Tu habites une jolie petite maison derrière une porte verte à la peinture écaillée, une porte de ferme que tu ne fermes d’ailleurs jamais et dont on peut apercevoir, lorsque l’on s’arrête devant ou quand on ne fait que passer, les premières pierres d’une grange, dans laquelle tes outils pendent aux murs dans l’attente d’être utilisés. Tes outils, qu’il semblerait, que tu n’attrapes pas souvent car tu ne finis pas tout ce que tu entreprends, c’est ce que tu dis tout le temps. Tu commences et tu t’arrêtes. Tu commences et tu t’arrêtes. Cherches tu à ralentir le temps, à le gagner ? Ne te sens tu plus la force de continuer seul à travailler ? Ne sais tu plus brusquement à quoi tu voulais que ressemble ta salle de bains ? Salle de bains dont la jolie baignoire blanche trône entre des toilettes sans porte et un bout d’évier, mal lavé. Jolie baignoire blanche au dessus de laquelle, est négligemment posé un miroir qui sert à peine à te regarder car tu ne dois pas beaucoup te contempler, ton visage étant pour toi raté. Raté, oui, ce sont tes mots ou du moins, pas conforme à ce que tu ressens de toi, comme si, tu ne te connaissais ou ne te reconnaissais pas.
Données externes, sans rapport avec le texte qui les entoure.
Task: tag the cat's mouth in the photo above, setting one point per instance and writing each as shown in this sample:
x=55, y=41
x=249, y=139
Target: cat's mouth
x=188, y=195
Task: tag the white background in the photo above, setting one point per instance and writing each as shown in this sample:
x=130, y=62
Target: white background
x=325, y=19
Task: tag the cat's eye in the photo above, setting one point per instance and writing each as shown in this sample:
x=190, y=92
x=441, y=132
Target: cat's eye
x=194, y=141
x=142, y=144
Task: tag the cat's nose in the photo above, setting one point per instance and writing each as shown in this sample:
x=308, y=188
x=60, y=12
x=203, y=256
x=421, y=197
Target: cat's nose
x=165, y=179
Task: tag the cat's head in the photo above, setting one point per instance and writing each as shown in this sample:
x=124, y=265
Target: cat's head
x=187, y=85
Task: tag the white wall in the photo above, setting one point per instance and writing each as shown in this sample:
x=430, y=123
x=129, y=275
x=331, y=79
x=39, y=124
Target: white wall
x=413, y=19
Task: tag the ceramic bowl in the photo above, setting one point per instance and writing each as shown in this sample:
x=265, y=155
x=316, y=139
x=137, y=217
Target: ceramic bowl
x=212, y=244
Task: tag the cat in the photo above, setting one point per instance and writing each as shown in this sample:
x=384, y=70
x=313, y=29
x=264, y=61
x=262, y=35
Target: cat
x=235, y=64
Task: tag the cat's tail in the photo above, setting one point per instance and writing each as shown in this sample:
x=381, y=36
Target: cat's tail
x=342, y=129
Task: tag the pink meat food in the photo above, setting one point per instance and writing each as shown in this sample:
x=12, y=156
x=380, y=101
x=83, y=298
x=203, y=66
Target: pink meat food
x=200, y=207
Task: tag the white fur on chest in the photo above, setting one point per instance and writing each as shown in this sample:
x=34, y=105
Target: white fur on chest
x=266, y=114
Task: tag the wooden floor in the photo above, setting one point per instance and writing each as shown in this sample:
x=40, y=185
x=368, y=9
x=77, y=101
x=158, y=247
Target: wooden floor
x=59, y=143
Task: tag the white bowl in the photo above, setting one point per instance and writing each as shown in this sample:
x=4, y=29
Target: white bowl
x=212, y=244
Une énigme, un inconnu à toi même, cet autre que tu vois et qui ne te plait pas, qui ne te correspond pas et que tu trouves ridicule. Cet autre qui pourtant est bien toi et dont toi seul ne sait pas voir, ne sait pas apprécier, ne sait pas accepter, dans le miroir de cette salle de bain que tu dois absolument terminer, ou peut être ne jamais terminer, tu ne le sais pas, tu ne le sais jamais.
Derrière cette porte verte à la peinture écaillée où l’on peut entrevoir les premières herbes de ton jardin et la fenêtre encore en bois, dans laquelle tu regardes les gens entrer chez toi. Les gens que tu n’invites pas beaucoup d’ailleurs car tu vis séparé de ta femme depuis de nombreuses années mais ça tu n’en parles jamais car tu as pris l’habitude de vivre seul et avec tes deux fils, en garde alternée. Tes deux fils déjà grands, déjà adolescents, qui se partagent entre leur mère et toi, entre la ville et la campagne, jusqu’au jour où, eux aussi partiront, et peut-être, te retrouveras tu seul de nouveau, à nouveau, seul, avec la tristesse que tu portes en toi, la tristesse que tu tentes de dissimuler derrière un rire qui parfois jaillit et qui, soudainement, efface la solitude qui se dessine dans tes yeux.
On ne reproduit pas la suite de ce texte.